Abri minha água ao cruzar o km41. Era o último quilômetro, mas ainda não era possível ver a linha de chegada devido à grande curva que liga o Botafogo ao Aterro do Flamengo. Os fiscais da prova que por ali estavam avisavam que quando terminasse a curva já seria possível ver a linha de chegada. E quem disse que a curva terminava? Faltava menos de um quilômetro, mas aquela curva parecia ter uns 5. Foi então que ela terminou e avistei a placa com o km42. E logo à frente, mais precisamente 195 metros à frente, o pórtico com a chegada. Pouco após passar pela placa, quando já devia estar a uns 150 metros da chegada, ouvi meu nome. Olhei para o lado e vi minha namorada com um casal de amigos que moram no Rio e que foram ver minha chegada. Vibrei para eles e arranjei mais algumas energias para acelerar e finalmente cruzar a linha de chegada.

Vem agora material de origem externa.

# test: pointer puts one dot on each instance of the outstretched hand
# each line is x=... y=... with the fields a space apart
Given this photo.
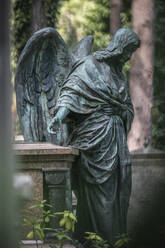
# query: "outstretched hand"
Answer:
x=54 y=125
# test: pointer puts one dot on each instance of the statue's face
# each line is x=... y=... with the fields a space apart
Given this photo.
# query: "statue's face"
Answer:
x=127 y=53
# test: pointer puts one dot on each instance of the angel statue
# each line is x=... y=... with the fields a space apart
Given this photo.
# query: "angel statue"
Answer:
x=42 y=68
x=92 y=100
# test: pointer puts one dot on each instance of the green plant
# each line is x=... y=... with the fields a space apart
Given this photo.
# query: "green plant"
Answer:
x=38 y=226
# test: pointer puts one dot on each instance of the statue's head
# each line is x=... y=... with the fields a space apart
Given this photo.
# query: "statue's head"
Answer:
x=121 y=47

Fica aí portanto a foto da medalha da maratona. Não é a mais bonita da minha coleção, mas sem sombras de dúvidas foi a mais difícil de ser conquistada. O que faz com que ela tenha um gostinho muito especial. Pode ter certeza que vou guardá-la com o mesmo carinho com o qual espero lembrar-me dessa corrida por muitos e muitos anos. Obrigado a todos que me incentivaram, ajudaram e torceram por mim nesse dia (inclusive aos desconhecidos do Leblon). Essa medalha não teria sido possível sem vocês.